At first sight, the sale by ICG Enterprise Trust (LSE: ICGT) of exposure to eight mature fund investments at a 5.5% discount to NAV looks disappointing, but the £62 million realised enables it to buy back shares on a 37% discount to NAV as well as commit to new funds. Sales of participations in the secondary market always attract a lower price than full exits when the underlying investments are sold; ICGT disclosed an 18% uplift to carrying value from 12 full exits in its latest quarterly results. Over the last ten years, annualised investment returns have been 13.5%, while the one-year return of 6.5% is higher than average. Like other funds, it has increased its exposure to direct investments (30%-35% of the portfolio) with 40%- 50% in primary investments (bought at the start) and 25%-30% in secondaries (bought second-hand, usually at a discount). The former offers the best overall returns, but primaries usually gain value momentum slowly; the latter allows the investor to jump in later, provided that there is a willing seller. Like Pantheon and HarbourVest, ICGT invests globally, but unlike them, only in buyout funds.
Oakley is a direct investor with a concentrated portfolio of 33 private European companies in four sectors. But it still trades at a 32% discount to NAV, despite an annualised five-year return of 16%. This includes returns of just 2% and 4% in the last two financial years (to the end of February), with higher interest rates depressing valuations.
Furthermore, recent disposals have left 8% of the portfolio in cash even despite nearly 20% of it having been invested in 2024. These new investments have not yet built up valuation momentum. Despite the cash, Oakley has cancelled its modest dividend to free up £20 million per annum for share buybacks. It also announced a £420 million commitment to a new fund, expected to be drawn over five years.
Dull market conditions have meant that the shares of Hg Capital Trust (LSE: HGT) have slipped to an 8% discount, in spite of it being the second-best performer over ten years on the AIC’s list (+476%), and a one-year investment return of 8%.
A backlash against technology
HGT’s focus on software and services has meant it has fallen out of favour in the current anti-technology backlash. Nonetheless, an outstanding record (an annualised investment return of 18% compounded over ten years); 23% growth in cash generation in the portfolio last year, and an average uplift to carrying value of 15% on the £500 million of realisations last year (20% of the portfolio), make it excellent value.
Lastly, a -1.5% investment return in 2024 has caused the shares of Literacy Capital (LSE: BOOK) to fall from a premium to a 13% discount to NAV, despite a three-year investment return of 54%, two-and-a-half times the sector average. Given that the sales growth from the top-ten investments (91% of the total) in 2024 was 18% and the growth in cash generation was 24%, the slight reduction in NAV was entirely the result of a very conservative basis of valuation.
Literacy, founded in 2017 and listed in 2021, is unusual in that it invests solely in the UK. Its modest size (net assets below £300 million) enables it to invest in smaller businesses. Its founders, Paul and Richard Pindar, take no fees as directors, but own 39% of the share capital.

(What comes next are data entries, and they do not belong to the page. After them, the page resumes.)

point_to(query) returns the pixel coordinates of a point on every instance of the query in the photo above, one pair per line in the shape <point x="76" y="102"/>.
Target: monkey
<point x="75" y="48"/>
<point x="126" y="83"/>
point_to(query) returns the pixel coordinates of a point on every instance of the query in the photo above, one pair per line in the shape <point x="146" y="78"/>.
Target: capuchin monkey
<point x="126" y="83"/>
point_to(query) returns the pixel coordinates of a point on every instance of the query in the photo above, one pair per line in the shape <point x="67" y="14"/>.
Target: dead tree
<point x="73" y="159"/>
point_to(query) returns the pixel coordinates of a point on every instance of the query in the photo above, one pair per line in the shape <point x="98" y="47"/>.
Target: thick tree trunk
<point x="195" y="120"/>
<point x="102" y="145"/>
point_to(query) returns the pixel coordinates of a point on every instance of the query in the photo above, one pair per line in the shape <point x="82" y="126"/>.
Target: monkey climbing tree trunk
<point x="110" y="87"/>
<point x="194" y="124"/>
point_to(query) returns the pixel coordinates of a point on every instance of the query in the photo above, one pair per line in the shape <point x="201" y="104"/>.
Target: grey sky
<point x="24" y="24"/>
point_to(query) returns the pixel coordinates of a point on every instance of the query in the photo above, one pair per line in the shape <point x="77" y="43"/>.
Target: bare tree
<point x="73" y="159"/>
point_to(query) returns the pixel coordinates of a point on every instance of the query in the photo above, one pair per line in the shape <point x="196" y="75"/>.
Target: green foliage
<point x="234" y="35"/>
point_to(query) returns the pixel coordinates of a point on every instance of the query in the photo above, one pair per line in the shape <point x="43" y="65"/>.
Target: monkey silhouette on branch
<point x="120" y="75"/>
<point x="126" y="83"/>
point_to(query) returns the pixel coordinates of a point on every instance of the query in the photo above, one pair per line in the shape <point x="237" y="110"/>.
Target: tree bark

So why is this important and strongly performing part of the market so undervalued? Quite simply, there are not enough buyers, which is probably a result of prejudice. Many people associate private equity with cost-cutting and financial engineering rather than investment and growth, citing the examples of Thames Water, Boots and Asda.
Most wealth managers put only token exposure into their portfolios, and private investors don’t appreciate that private-equity trusts offer them access to the high returns available via a tradable vehicle. For now, a lack of demand results in high discounts, but in better times strong performance should see those discounts fall sharply or disappear, as they have for 3i.